Picton Mahoney Fortified Multi-Asset Fund (the "Fund")
Overall equity weight up slightly month-over-month as we seek opportunities to add equity exposure on pullbacks. In total, all equity strategies still below 60% net exposure; primary vehicle is the Picton Mahoney Fortified Equity Fund. We will continue to optimize the 10% limit and utilize the Picton Mahoney Fortified Long Short Alternative Fund as a "beta dial" for equity exposure at the margin. Over the past couple months, our Economic Cycle Model has moved decidedly toward “Phase 2” (decelerating economic growth), wherein equities remain favoured, but with greater dispersion in markets, more long-short opportunities may present themselves.
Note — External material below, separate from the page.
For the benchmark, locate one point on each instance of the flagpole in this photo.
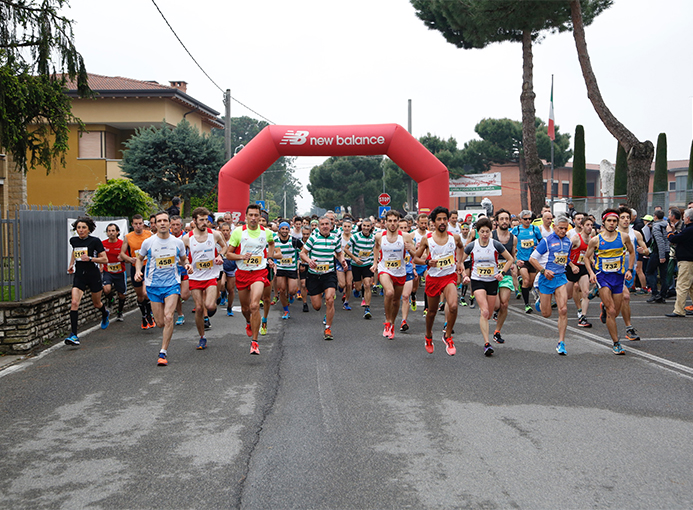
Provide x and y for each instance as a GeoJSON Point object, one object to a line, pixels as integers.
{"type": "Point", "coordinates": [551, 138]}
Having said that, the typical balanced fund, “tactical” or not, is generally loaded with bond proxies, so we believe style differentiation and respect for factor-driven returns in this cycle phase argue against being merely “defensive” within equities.
Exposure to government bonds has crept up from lows of ~4% some 3-6 months ago when our Economic Cycle Model was in the early cycle phase, which would have argued for more economically-sensitive exposures at the time. Economic cycle “Phase 2” argues for more bond exposure, notwithstanding relatively unattractive yields. This exposure maintains diversification benefit. Moreover, we maintain a core allocation to the Picton Mahoney Fortified Income Fund as a more conservative / defensible allocation within the asset class, given its focus on hedging rates, credit risk and liquidity risk.
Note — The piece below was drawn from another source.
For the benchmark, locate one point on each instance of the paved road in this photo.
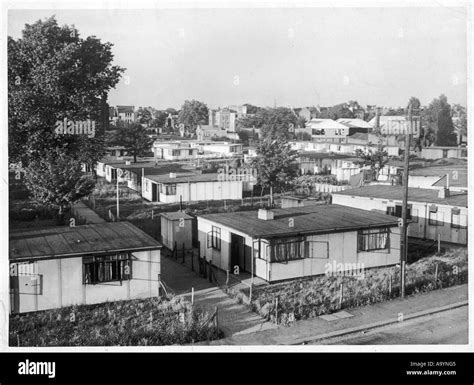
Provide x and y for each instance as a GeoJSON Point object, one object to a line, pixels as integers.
{"type": "Point", "coordinates": [449, 327]}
Inline with the Economic Cycle Model transition noted above, commodities have been trimmed over the past few months. Though a more modest exposure than early cycle (when commodities tend to offer their best Sharpe Ratios), our Multi-Asset framework still seeks exposure here, and is achieved largely via ETFs rather than futures (which we consider as more capital efficient). Commodities, generally being sensitive to economic growth, offer a means of redistributing equity risk / diversifying, but also add direct exposure to inflation impulses in the marketplace (i.e. benefitting from inflation, rather than simply “hedging” it, as one is wont to do in the fixed income domain)
Merger Arbitrage and Market Neutral strategies primarily in use. Target weights are relatively stable (and small), and we have been cognizant of outsized returns in this bucket some months ago. Cryptocurrency (which some consider as “Gold 2.0”) remains a de minimus exposure, largely due to risk-weighting considerations. Base hedges (in the form of VIX futures) are often enhanced with some VXX call spreads and index puts to deal with any gap-down risk associated with COVID resurgence / variants, including brief economic slowdowns due to potential supply-shortages in the foreseeable future, but overall, we remain constructive toward year-end.
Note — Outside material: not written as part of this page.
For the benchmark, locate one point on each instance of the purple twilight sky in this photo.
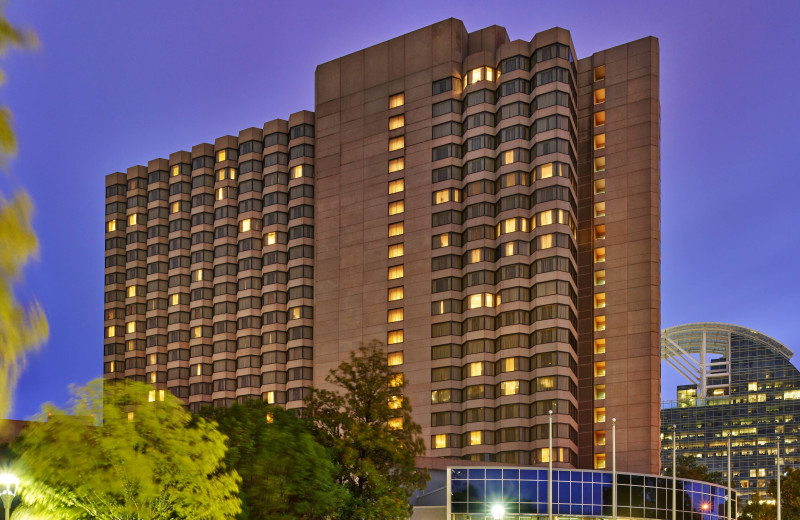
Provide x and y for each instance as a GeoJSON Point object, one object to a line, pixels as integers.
{"type": "Point", "coordinates": [115, 84]}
Overall, we continue to highlight fund diversification benefits. Fund performance remains well ahead of the Morningstar Tactical Balanced category average YTD, all while remaining underweight equities in a typical 60/40 construct. As yields rose and levelled out, allocation to government bonds in G7 nations allocation is up almost 300bps from a few months ago…not a huge call on rates and their attractiveness in isolation, but we continue to view the Picton Mahoney Fortified Income Fund as a conservative proxy at large in the Fund’s positioning, rate hedge, or not…that’s why our fixed income allocation appears more aligned with traditional balanced constructs. This is not a call on the relative attractiveness of the asset class, but rather, how the approach to garnering returns within each asset class is unique and suits our portfolio construction framework very nicely.
On positioning the Fund for investors, our belief is the diversified nature of the Picton Mahoney Fortified Multi-Asset Fund offers a modern core holding that is the natural evolution of a “balanced fund”. Whether as an introductory vehicle to a diversified strategy with alternative tools and sensibility, a stable portfolio base from which to add satellite positions (individual securities, other alt strategies, etc), or a one-ticket solution for smaller portfolios.
This material has been published by Picton Mahoney Asset Management (“PMAM”) on December 1, 2021. It is provided as a general source of information, is subject to change without notification and should not be construed as investment advice. This material should not be relied upon for any investment decision and is not a recommendation, solicitation or offering of any security in any jurisdiction. The information contained in this material has been obtained from sources believed reliable, however, the accuracy and/or completeness of the information is not guaranteed by PMAM, nor does PMAM assume any responsibility or liability whatsoever. All investments involve risk and may lose value.
This material may contain “forward-looking information” that is not purely historical in nature. These forward-looking statements are based upon the reasonable beliefs of PMAM as of the date they are made. PMAM assumes no duty, and does not undertake, to update any forward-looking statement. Forward-looking statements are not guarantees of future performance, are subject to numerous assumptions and involve inherent risks and uncertainties about general economic factors which change over time. There is no guarantee that any forward-looking statements will come to pass. We caution you not to place undue reliance on these statements, as a number of important factors could cause actual events or results to differ materially from those expressed or implied in any forward-looking statement made.